File metadata and controls

56 lines (42 loc) · 2.37 KB

Hot-Cold Data Splitting for Cache Efficiency

Problem

C++ data structures where each object has frequently-accessed "hot" fields (e.g., key, pointer, status flag) and rarely-accessed "cold" fields (e.g., debug info, statistics, metadata). The metric was lookup throughput in a container of 1M+ objects. Iterating over the container loaded cold fields into cache, evicting useful data.

What Worked

Splitting each struct into a hot part (stored contiguously in the main array) and a cold part (stored in a parallel array, accessed by index only when needed).
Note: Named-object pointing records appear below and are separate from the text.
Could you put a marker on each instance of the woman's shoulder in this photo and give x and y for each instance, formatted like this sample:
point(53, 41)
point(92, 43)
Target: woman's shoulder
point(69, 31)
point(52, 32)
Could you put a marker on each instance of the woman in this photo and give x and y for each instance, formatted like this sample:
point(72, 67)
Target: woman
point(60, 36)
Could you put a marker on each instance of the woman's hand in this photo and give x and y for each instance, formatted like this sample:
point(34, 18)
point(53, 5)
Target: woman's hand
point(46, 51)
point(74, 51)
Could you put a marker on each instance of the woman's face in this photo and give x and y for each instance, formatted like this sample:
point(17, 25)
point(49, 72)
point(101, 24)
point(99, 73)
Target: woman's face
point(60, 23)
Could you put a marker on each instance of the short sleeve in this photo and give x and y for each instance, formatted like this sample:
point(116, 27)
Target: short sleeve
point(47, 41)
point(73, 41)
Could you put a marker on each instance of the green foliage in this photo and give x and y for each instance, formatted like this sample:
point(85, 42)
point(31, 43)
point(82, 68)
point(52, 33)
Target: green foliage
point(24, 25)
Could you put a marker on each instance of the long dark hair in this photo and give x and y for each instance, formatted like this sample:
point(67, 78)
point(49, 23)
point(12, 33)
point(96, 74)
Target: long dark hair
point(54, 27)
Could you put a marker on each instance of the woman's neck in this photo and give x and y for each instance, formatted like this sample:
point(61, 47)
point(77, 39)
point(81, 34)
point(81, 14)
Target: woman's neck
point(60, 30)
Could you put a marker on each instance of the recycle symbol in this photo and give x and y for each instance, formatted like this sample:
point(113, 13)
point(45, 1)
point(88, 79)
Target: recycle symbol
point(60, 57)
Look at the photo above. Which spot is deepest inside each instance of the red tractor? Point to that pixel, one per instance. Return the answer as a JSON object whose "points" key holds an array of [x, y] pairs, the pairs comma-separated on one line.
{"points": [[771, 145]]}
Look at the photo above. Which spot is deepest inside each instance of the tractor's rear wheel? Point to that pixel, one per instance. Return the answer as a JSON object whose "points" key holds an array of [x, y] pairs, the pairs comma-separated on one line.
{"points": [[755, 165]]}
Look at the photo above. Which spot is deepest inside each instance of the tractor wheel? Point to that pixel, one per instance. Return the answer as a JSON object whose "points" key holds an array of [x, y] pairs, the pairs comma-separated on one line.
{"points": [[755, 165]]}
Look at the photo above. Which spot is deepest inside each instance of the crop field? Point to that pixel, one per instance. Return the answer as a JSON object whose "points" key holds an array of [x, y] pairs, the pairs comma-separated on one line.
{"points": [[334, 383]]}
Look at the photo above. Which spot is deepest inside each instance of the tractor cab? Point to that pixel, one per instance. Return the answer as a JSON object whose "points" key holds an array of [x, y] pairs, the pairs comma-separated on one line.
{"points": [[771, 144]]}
This increases the density of useful data per cache line, allowing more hot records to fit in cache simultaneously.

For a routing table with 2M entries where lookups touch only prefix and next_hop (16 bytes) but the full entry is 128 bytes (includes statistics, timestamps, debug strings), splitting hot/cold improved lookup throughput by 3.1x because 4 hot records fit per cache line instead of 0.5 full records.

Experiment Data

Layout Lookup (Mops/s) L1 Miss Rate
Monolithic struct (128B) 12.4 18.2%
Hot/cold split (16B hot) 38.5 4.7%
Hot/cold + prefetch 42.1 3.1%

Code Example

// BEFORE: monolithic — cold fields pollute cache
struct RouteEntry {
    uint32_t prefix;          // hot: always read
    uint32_t next_hop;        // hot: always read
    uint64_t packet_count;    // cold: only for stats
    uint64_t byte_count;      // cold: only for stats
    time_t last_update;       // cold: only for monitoring
    char description[80];     // cold: only for debugging
};
std::vector<RouteEntry> table; // 128 bytes per entry

// AFTER: split hot and cold
struct RouteHot {
    uint32_t prefix;
    uint32_t next_hop;
};
struct RouteCold {
    uint64_t packet_count;
    uint64_t byte_count;
    time_t last_update;
    char description[80];
};
std::vector<RouteHot> table_hot;    // 8 bytes per entry — dense
std::vector<RouteCold> table_cold;  // indexed in parallel, accessed rarely

What Didn't Work

  • Splitting when most operations touch all fields: If >50% of accesses need both hot and cold data, the extra indirection (two memory accesses instead of one) makes it slower. Profile access patterns before splitting.

Environment

C++17, GCC 13.1, -O3 -march=native. AMD EPYC 7763. Verified with perf stat -e L1-dcache-load-misses.